Между тем фигура, следившая за происходящим от начала и до конца, наконец-то решилась пошевелиться:
— Дам-с… отец будет весьма заинтересован произошедшим… впрочем, я уверена, он всё ощутил издалека… да… — то леденящее душу чувство, до недавнего времени царившее на площади, уже почти исчезло. А значит… — А значит, надо выручать глупую Тринадцатую! — пробубнила фигура сама себе под нос, после чего, не особо даже разбегаясь, совершила быстрый и плавный прыжок на соседнюю крышу…
Покуда Ар размышлял о причинах и последствиях, а также — о своём решении, люди наконец-то начали приходить в себя; и чувства, их обуревавшие, были далеки от радости и счастья — ярость, ненависть растекалась по их жилам… Один из тех, кто стоял ближе всего к телу стеллинга, подошёл вплотную, после чего аккуратно, боязливо, ткнул сапогом; тот, естественно, никак не отреагировал.
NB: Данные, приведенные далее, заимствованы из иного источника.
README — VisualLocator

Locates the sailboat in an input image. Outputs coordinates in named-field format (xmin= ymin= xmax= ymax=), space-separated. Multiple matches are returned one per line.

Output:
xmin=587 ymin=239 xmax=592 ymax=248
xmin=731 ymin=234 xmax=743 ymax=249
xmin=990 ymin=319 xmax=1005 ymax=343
Густаве, никогда не бывший хорошим политиком или оратором, явственно ощутил: если он сейчас не примет решение, то обозлённый народ просто растерзает эту тварь. Что-то было странное с теми, кто пережил всё произошедшее: Рыцарь не был уверен… но точно бы в сердцах их поселилось нечто очень тёмное… и очень похожее на то, что являло свою суть на площади…
«Убить», — в общем, колебаться не стоит. Чем бы это ни было, оно слишком опасно, чтобы попытаться… «приручить» такую силу. Гаркнув на осмелевших стражников, он, одолжив у одного из них меч, ни говоря ни слова, занёс для того, чтобы отрубить голову…
Вжих!
Вот тут, как говорится, и можно было сказать, что отпрыгался. А что ещё сказать? Я прежде всего отаку, и пусть совершил несколько «чудес» (ага, чьими руками только, спрашивается…), однако победить всё равно не смог. Знаете, хоть жизнь и вторая, хоть и прожил её короче и ярче, но блин! Всё равно слажал в самом конце… Сейчас уже вижу: да, мог бы действовать иначе, иным образом думать, говорить… Хотя, о чём вообще разговор? Я же грёбанный отаку, который не может жить иначе, да!
Поэтому представьте моё удивление, когда, вместо того, чтобы вновь ощутить себя или в какой-нибудь темнице, или почувствовать тот покой, который дарует смерть… я пришёл в себя от того, что меня неимоверно обдувал ветер, трясло, и вообще…
Но свист принадлежал не мечу: стрела, с тупым наконечником, вонзилась в основание черепа Ару Густаву; тот, сделав шаг, начал заваливаться вперёд… Вслед за тем на место действия выпрыгнула фигура в чёрном плаще. Рывком подняв на себя хрупкое тельце стеллинга, эта персона (кстати, такая же хрупкая на вид), припустила бежать так, что только ветер в ушах; Совершив ещё один титанический прыжок, она оказалась на крыше, а оттуда уже… в общем, ралли по крышам и не только началось.
— В погоню за нечестивцами!
— В погоню!
Пока кто-то успел осознать, понять и принять единственное правильное решение, беглецов уже и след простыл: только пятки и сверкали.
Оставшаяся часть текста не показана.